One startling recommendation is that the prosecution in a criminal case should have the right to appeal a jury verdict of acquittal. This would be anathema in America as a violation of the provision in the United States Constitution against double jeopardy, the doctrine that a person cannot be tried twice for the same offence. This doctrine dates back to Roman Law and has been a cornerstone of English Common Law for over 800 years. Nevertheless, there has been movement in the United Kingdom to permit such appeals under very limited circumstances, a movement vigorously opposed by those who see it as an invasion of the doctrine of presumption of innocence which Senior Superintendent Reneto Adams has belittled as being mere semantics. We hope Mr. Pantry is not leaning to this view.

At first blush, Mr. Pantry's further suggestion that a majority rather than a unanimous verdict in a murder trial should be sufficient for conviction also seems a radical change despite his argument that in Jamaica one or two jurors are easily bribed or intimidated, allowing criminals to escape punishment as a result. Perhaps such a change might be palatable if restricted to non-capital homicide and a two-thirds majority vote.

Mr. Pantry's suggestion that Preliminary Enquiries be abolished because they take up too much of the court's time has much to recommend it. The present system exposes witnesses to being intimidated or assassinated, the dangers of which would be less if they only had to appear at the substantive trial where the lack of probable cause can be tested by a "no case" submission.

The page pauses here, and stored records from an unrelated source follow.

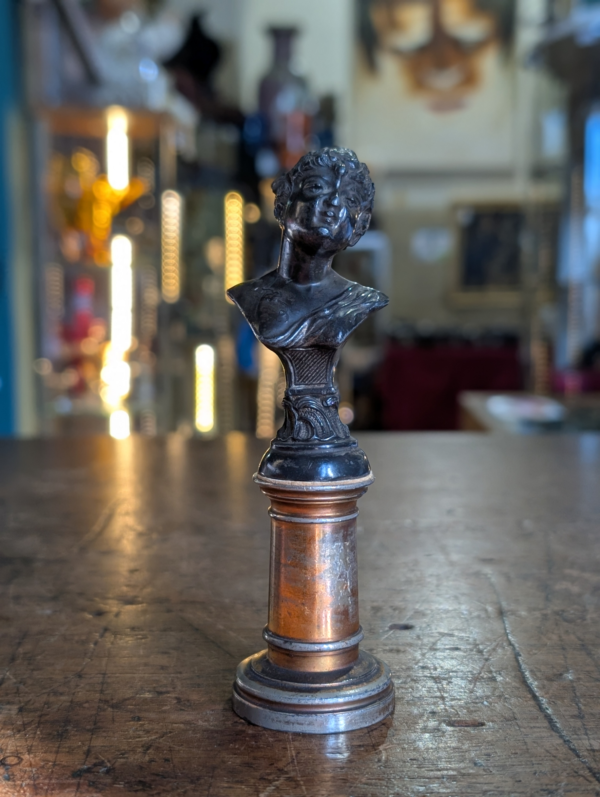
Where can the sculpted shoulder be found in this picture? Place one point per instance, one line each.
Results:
(247, 295)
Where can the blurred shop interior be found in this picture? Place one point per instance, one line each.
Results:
(139, 141)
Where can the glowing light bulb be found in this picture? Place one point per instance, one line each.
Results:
(171, 245)
(234, 239)
(205, 388)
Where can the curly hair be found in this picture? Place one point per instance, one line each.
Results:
(334, 157)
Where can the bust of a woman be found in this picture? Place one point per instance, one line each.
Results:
(304, 310)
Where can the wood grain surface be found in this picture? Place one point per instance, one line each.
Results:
(133, 579)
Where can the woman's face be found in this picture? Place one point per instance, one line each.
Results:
(325, 210)
(439, 41)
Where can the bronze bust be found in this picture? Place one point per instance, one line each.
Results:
(304, 311)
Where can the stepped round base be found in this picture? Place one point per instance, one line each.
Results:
(283, 700)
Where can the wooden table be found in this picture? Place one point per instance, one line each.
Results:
(133, 577)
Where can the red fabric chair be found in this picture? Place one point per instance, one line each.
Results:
(419, 387)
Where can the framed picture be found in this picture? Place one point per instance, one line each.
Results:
(489, 262)
(434, 85)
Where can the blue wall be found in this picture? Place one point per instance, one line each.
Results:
(8, 100)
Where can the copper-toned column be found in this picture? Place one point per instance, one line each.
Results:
(313, 596)
(313, 678)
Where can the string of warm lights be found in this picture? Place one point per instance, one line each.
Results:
(116, 372)
(205, 388)
(234, 239)
(171, 245)
(269, 369)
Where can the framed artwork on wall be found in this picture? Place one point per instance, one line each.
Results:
(489, 255)
(434, 85)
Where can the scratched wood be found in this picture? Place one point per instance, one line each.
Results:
(133, 578)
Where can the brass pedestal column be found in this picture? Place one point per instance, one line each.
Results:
(313, 678)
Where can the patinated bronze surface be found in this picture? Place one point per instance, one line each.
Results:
(130, 587)
(312, 677)
(304, 311)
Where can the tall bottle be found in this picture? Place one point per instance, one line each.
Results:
(286, 102)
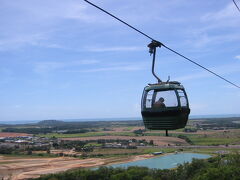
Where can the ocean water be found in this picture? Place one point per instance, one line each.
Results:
(164, 162)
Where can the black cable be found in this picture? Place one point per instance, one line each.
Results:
(162, 44)
(236, 5)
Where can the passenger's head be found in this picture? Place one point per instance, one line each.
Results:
(161, 99)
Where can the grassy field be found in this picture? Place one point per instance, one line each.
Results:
(88, 134)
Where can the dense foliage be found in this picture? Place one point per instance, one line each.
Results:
(221, 168)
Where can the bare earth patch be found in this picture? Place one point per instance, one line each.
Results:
(16, 169)
(158, 140)
(6, 134)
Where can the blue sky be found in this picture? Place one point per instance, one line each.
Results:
(66, 59)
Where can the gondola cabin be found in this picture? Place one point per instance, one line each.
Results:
(165, 106)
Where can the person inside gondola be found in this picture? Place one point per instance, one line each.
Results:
(159, 103)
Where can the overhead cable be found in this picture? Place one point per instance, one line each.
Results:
(162, 44)
(236, 5)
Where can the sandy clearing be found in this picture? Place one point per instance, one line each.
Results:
(158, 140)
(5, 134)
(34, 167)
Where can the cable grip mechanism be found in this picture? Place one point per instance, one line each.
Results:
(152, 50)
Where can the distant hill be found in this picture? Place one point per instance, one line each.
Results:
(50, 123)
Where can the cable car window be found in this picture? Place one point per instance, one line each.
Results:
(166, 99)
(183, 99)
(149, 99)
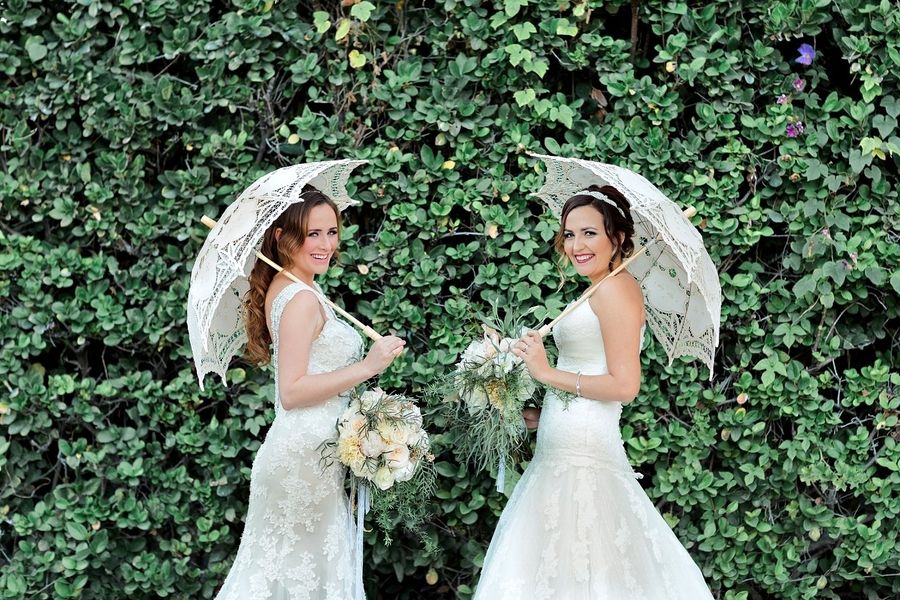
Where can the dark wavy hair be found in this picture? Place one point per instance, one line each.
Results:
(294, 224)
(614, 223)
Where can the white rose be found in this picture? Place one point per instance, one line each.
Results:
(405, 473)
(348, 452)
(363, 468)
(383, 478)
(370, 398)
(371, 444)
(397, 456)
(417, 437)
(393, 434)
(353, 425)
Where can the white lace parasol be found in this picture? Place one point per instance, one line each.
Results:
(219, 277)
(682, 295)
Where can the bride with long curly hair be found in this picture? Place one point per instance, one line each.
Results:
(297, 539)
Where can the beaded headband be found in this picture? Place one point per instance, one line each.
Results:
(603, 198)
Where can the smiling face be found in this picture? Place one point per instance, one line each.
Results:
(586, 244)
(320, 244)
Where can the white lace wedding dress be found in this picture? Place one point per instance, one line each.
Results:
(298, 538)
(578, 525)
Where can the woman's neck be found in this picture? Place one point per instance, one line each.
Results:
(601, 275)
(307, 278)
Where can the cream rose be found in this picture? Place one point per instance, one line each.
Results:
(384, 478)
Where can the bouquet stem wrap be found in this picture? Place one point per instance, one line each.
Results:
(362, 507)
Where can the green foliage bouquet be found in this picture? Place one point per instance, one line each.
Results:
(382, 442)
(488, 390)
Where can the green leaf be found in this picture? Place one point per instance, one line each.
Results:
(342, 30)
(35, 47)
(357, 59)
(321, 21)
(523, 31)
(511, 7)
(76, 531)
(538, 67)
(524, 97)
(564, 27)
(362, 11)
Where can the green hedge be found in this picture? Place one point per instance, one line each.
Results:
(124, 122)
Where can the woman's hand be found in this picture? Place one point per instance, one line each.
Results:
(531, 416)
(382, 353)
(530, 348)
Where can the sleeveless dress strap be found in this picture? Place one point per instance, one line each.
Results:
(286, 295)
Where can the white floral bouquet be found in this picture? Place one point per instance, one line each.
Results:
(490, 387)
(383, 444)
(381, 439)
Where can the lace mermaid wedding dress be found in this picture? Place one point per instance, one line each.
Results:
(298, 539)
(578, 526)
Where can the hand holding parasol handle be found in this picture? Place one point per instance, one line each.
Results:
(543, 331)
(370, 333)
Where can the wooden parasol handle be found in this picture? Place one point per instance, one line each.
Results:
(370, 333)
(689, 212)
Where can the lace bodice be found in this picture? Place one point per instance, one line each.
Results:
(337, 346)
(578, 526)
(297, 540)
(585, 430)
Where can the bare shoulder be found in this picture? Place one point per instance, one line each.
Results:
(620, 295)
(302, 307)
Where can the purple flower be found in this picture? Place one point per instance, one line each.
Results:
(794, 129)
(807, 54)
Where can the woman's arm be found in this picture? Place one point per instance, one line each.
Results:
(621, 302)
(301, 322)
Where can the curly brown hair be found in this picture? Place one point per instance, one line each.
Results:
(614, 223)
(294, 225)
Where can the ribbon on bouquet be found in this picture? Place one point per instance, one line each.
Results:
(501, 473)
(362, 507)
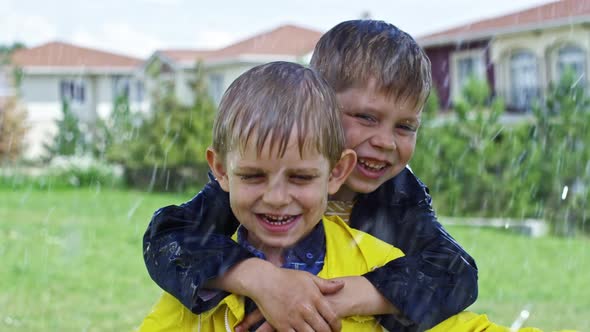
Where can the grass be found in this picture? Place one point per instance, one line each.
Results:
(72, 261)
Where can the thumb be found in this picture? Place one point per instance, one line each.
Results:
(328, 286)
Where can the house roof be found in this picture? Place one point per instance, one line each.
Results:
(185, 55)
(63, 55)
(551, 14)
(286, 40)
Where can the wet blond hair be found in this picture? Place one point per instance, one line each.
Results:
(269, 101)
(353, 52)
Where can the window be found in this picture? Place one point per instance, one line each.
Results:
(524, 81)
(467, 65)
(121, 87)
(216, 87)
(139, 91)
(73, 91)
(572, 57)
(5, 89)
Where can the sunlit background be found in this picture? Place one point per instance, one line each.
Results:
(106, 109)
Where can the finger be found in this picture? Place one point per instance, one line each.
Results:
(250, 319)
(329, 315)
(328, 286)
(265, 328)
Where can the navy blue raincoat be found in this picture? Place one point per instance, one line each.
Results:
(187, 245)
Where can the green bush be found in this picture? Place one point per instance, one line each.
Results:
(63, 172)
(168, 152)
(12, 129)
(477, 166)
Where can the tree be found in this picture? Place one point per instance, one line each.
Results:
(560, 152)
(13, 128)
(69, 140)
(172, 140)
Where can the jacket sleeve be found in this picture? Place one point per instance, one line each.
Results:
(435, 280)
(185, 246)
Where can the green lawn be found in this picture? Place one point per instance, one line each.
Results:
(71, 260)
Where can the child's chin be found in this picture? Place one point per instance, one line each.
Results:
(361, 186)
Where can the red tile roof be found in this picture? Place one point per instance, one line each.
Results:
(59, 54)
(556, 12)
(284, 40)
(186, 55)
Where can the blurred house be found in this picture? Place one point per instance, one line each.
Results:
(88, 80)
(222, 66)
(518, 54)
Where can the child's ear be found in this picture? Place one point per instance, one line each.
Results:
(341, 171)
(217, 166)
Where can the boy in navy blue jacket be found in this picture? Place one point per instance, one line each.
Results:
(381, 78)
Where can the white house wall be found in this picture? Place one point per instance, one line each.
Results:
(542, 43)
(228, 74)
(40, 94)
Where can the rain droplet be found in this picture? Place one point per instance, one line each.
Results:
(564, 192)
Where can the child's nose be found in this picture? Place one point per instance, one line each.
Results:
(276, 194)
(384, 138)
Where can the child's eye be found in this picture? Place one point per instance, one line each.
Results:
(253, 176)
(365, 117)
(302, 177)
(407, 127)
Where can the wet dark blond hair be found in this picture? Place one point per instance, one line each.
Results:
(268, 102)
(353, 52)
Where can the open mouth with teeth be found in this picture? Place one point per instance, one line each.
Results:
(372, 165)
(278, 223)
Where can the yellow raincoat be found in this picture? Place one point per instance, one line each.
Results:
(349, 252)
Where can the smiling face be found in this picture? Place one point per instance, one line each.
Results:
(278, 199)
(382, 131)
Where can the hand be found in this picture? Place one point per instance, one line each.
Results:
(292, 300)
(359, 297)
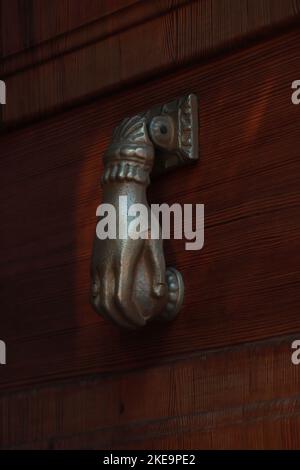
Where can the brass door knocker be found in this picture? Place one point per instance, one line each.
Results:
(130, 283)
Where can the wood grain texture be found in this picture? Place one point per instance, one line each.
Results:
(244, 284)
(84, 63)
(243, 397)
(28, 23)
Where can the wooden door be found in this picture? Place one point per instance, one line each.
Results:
(221, 376)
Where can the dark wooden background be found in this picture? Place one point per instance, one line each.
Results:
(221, 375)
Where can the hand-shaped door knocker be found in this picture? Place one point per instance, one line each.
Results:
(130, 283)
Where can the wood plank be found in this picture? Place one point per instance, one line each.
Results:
(205, 401)
(244, 284)
(37, 21)
(54, 75)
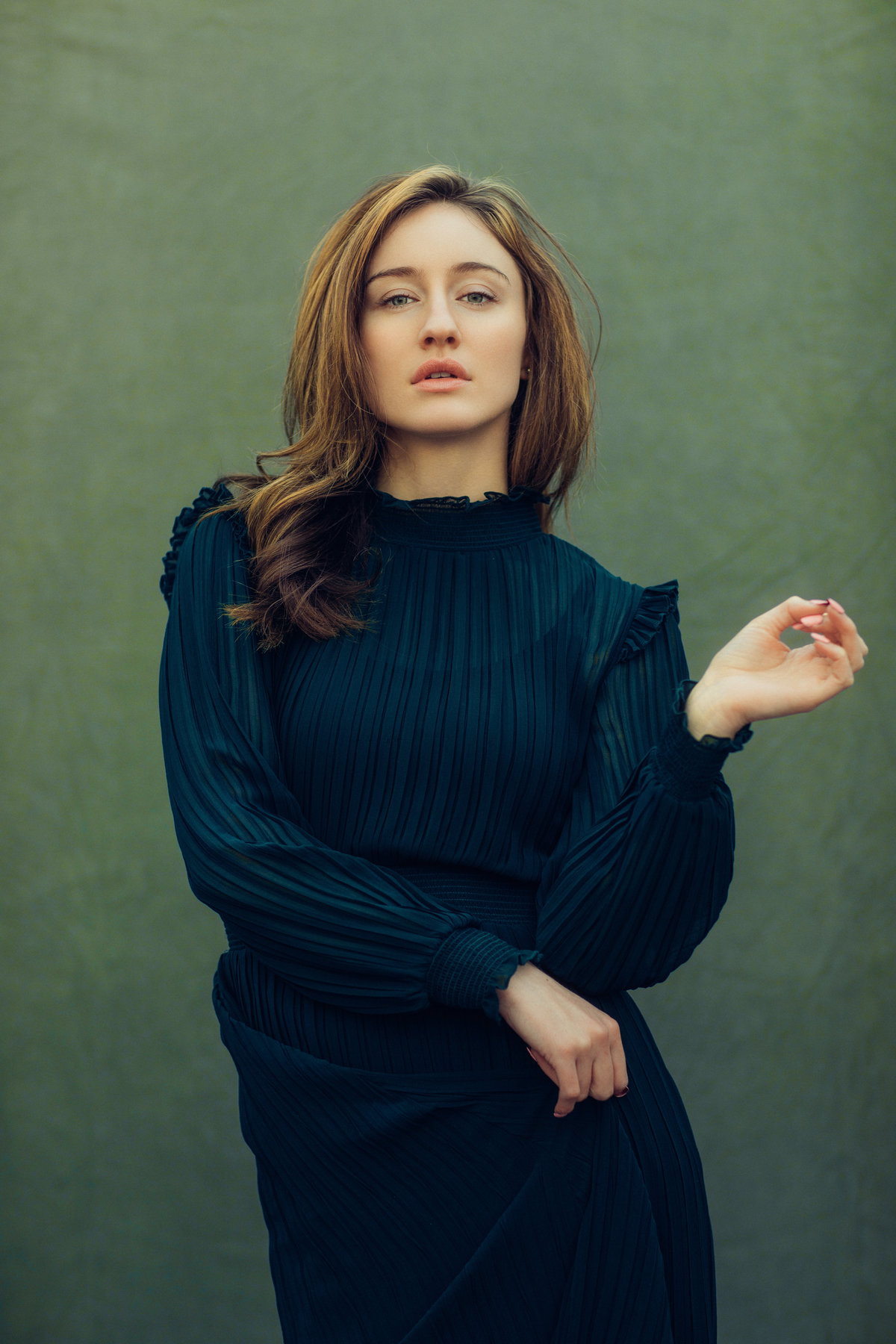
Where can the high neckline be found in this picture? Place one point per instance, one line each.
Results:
(455, 522)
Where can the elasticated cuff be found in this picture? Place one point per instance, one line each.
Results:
(687, 766)
(469, 965)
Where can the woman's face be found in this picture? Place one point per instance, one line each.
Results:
(444, 326)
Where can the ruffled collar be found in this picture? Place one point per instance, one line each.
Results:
(455, 522)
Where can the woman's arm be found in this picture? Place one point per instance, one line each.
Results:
(343, 929)
(647, 833)
(645, 866)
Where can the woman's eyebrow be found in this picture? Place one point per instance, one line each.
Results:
(462, 268)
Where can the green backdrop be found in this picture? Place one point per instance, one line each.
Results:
(723, 172)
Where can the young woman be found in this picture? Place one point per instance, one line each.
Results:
(450, 789)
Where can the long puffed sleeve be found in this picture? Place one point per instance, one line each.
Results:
(645, 862)
(341, 929)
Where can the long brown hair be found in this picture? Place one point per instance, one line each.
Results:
(309, 524)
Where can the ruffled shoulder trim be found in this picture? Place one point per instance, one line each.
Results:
(210, 497)
(655, 605)
(461, 503)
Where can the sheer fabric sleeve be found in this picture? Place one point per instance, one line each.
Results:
(341, 929)
(644, 867)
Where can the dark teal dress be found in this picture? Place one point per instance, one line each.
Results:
(390, 823)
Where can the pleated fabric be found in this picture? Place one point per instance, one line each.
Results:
(388, 823)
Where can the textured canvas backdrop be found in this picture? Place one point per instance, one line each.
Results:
(723, 172)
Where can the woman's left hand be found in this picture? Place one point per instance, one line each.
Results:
(758, 676)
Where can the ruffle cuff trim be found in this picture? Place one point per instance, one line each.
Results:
(655, 606)
(470, 965)
(687, 766)
(210, 497)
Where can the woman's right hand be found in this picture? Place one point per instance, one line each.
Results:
(573, 1042)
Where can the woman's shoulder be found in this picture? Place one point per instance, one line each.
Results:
(230, 523)
(630, 613)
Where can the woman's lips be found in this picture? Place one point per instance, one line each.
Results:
(442, 385)
(458, 376)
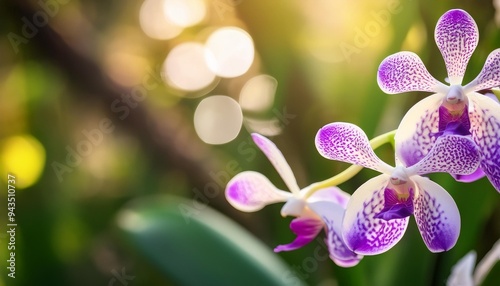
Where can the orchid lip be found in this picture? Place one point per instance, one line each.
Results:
(455, 94)
(397, 181)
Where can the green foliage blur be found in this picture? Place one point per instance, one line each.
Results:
(65, 82)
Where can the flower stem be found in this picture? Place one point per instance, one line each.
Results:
(352, 170)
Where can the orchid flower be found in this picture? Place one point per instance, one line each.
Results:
(377, 214)
(454, 109)
(250, 191)
(463, 273)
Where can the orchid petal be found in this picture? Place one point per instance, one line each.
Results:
(484, 115)
(363, 233)
(306, 229)
(456, 36)
(405, 71)
(331, 194)
(436, 214)
(332, 214)
(250, 191)
(454, 154)
(276, 157)
(461, 273)
(489, 76)
(348, 143)
(415, 135)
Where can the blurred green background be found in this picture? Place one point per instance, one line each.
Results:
(120, 169)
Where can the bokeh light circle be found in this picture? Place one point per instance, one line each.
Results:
(229, 52)
(258, 93)
(23, 156)
(218, 119)
(185, 67)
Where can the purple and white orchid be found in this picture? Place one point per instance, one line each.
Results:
(454, 109)
(324, 209)
(378, 212)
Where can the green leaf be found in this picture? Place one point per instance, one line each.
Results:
(192, 244)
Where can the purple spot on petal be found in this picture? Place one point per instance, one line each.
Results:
(486, 133)
(396, 207)
(456, 36)
(370, 235)
(434, 223)
(455, 122)
(405, 71)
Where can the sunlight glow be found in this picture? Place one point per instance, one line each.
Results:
(185, 67)
(24, 157)
(229, 52)
(155, 23)
(218, 119)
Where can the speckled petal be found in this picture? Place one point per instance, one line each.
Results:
(478, 174)
(306, 229)
(436, 214)
(250, 191)
(454, 154)
(332, 214)
(415, 135)
(456, 36)
(348, 143)
(489, 76)
(362, 232)
(403, 72)
(276, 157)
(484, 115)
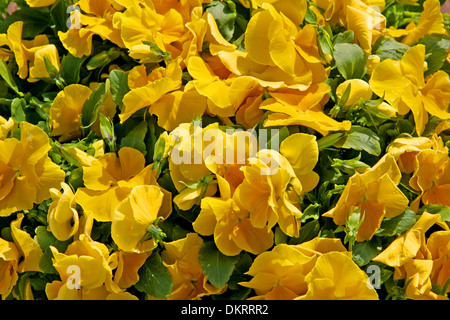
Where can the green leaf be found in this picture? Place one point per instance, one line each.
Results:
(156, 54)
(5, 73)
(350, 60)
(280, 236)
(388, 48)
(312, 211)
(344, 37)
(59, 12)
(360, 138)
(18, 110)
(307, 232)
(75, 179)
(349, 166)
(363, 252)
(329, 140)
(443, 211)
(45, 239)
(51, 69)
(91, 107)
(397, 225)
(71, 68)
(224, 12)
(436, 48)
(135, 138)
(119, 85)
(154, 279)
(215, 265)
(107, 131)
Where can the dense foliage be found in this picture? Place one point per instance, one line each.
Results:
(235, 149)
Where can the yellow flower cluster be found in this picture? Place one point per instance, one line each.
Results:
(144, 139)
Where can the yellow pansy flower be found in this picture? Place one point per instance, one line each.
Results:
(232, 229)
(21, 255)
(302, 152)
(438, 244)
(375, 193)
(84, 271)
(39, 69)
(305, 108)
(128, 265)
(26, 169)
(163, 29)
(364, 18)
(365, 21)
(269, 192)
(159, 83)
(9, 260)
(431, 174)
(190, 175)
(28, 248)
(336, 277)
(408, 245)
(63, 220)
(280, 274)
(5, 53)
(405, 150)
(40, 3)
(403, 85)
(23, 50)
(420, 262)
(181, 259)
(65, 112)
(110, 179)
(6, 126)
(134, 215)
(96, 20)
(430, 22)
(280, 51)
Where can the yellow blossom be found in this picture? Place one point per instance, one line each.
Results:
(181, 259)
(134, 215)
(65, 112)
(305, 108)
(375, 193)
(431, 174)
(110, 179)
(25, 168)
(336, 277)
(63, 218)
(403, 85)
(84, 271)
(96, 20)
(232, 229)
(9, 259)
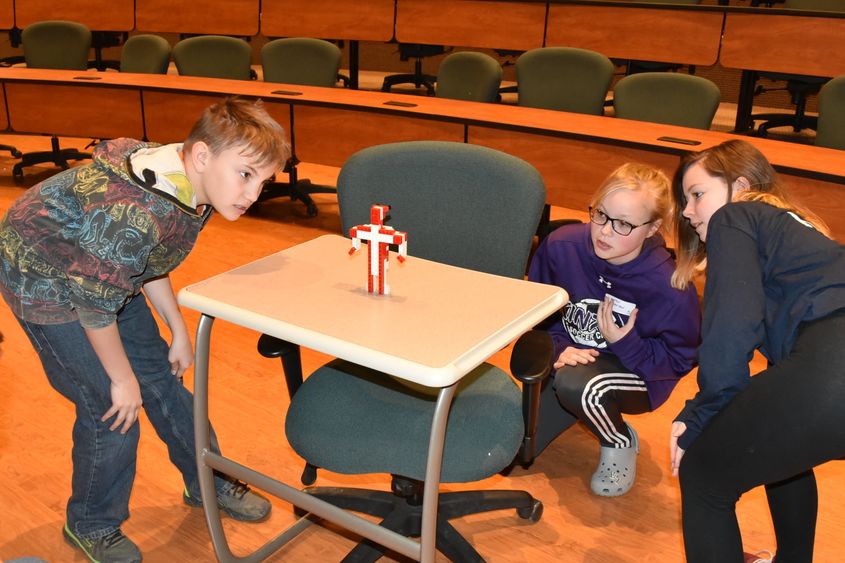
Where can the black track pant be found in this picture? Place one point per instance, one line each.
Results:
(597, 394)
(789, 419)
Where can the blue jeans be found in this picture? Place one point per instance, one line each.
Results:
(104, 460)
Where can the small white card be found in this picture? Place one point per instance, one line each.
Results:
(622, 307)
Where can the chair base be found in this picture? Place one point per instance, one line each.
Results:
(401, 512)
(299, 190)
(56, 155)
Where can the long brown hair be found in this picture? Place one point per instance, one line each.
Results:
(729, 161)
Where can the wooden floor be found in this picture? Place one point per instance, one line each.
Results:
(248, 401)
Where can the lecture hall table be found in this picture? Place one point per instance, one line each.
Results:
(327, 279)
(573, 152)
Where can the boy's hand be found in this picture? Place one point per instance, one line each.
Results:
(126, 404)
(181, 355)
(573, 356)
(608, 328)
(676, 453)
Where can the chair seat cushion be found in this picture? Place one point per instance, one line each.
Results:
(350, 419)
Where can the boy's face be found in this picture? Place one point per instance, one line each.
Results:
(229, 181)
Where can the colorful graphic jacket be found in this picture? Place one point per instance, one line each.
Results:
(78, 245)
(662, 346)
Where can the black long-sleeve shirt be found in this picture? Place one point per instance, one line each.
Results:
(768, 271)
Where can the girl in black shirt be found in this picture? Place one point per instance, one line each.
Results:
(775, 283)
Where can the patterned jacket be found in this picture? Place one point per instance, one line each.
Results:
(78, 245)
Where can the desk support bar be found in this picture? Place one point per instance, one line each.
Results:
(208, 461)
(436, 443)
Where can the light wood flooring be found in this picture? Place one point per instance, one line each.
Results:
(248, 401)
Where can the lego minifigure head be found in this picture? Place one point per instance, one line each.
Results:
(378, 214)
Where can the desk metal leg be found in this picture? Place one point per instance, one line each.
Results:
(203, 441)
(428, 536)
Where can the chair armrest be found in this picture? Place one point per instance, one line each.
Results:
(531, 362)
(272, 347)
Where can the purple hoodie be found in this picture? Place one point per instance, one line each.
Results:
(662, 347)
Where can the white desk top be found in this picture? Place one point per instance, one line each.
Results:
(439, 322)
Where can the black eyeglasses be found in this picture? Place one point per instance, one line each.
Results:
(622, 227)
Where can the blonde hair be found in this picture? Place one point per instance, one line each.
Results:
(237, 122)
(729, 161)
(639, 178)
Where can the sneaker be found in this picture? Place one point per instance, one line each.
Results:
(617, 469)
(764, 556)
(112, 548)
(237, 500)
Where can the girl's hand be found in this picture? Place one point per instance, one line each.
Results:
(608, 328)
(181, 355)
(676, 453)
(126, 404)
(574, 356)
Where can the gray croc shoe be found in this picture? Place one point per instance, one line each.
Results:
(617, 469)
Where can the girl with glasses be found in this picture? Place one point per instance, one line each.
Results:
(775, 283)
(627, 334)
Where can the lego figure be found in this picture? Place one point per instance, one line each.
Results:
(379, 236)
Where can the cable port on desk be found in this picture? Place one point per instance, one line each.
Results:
(680, 141)
(400, 104)
(286, 93)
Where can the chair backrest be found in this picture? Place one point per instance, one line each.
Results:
(145, 54)
(563, 78)
(213, 56)
(460, 204)
(819, 5)
(469, 75)
(56, 44)
(301, 60)
(667, 97)
(831, 130)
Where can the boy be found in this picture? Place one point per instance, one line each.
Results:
(75, 252)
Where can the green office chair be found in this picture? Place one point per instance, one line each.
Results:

It is also proposed to abolish the practice of allowing the accused in a criminal case to take the stand to make an unsworn statement which cannot be cross-examined to test its credibility. Unsworn statements are unknown in America and have recently been abolished in the UK.

At the UWI forum Mr. Pantry made a number of other technical submissions which need careful evaluation. He, however, apparently remained silent on two vital recommendations of the PERF report, namely plea bargaining and the granting of immunity in exchange for testimony against a conspirator. Despite academic and philosophic reservations about such procedures, as a practical matter they are as necessary in Jamaica as they are in America to prevent the criminal court system from grinding to a halt which, on balance, is a more serious subversion of justice.

If, after due deliberation, some if not all of Mr. Pantry's recommendations are found to have merit, we hope that the necessary amendments to existing laws will be made; and we trust the Bar will be proactive in adopting them and not fall victim to its own comfortable inertia.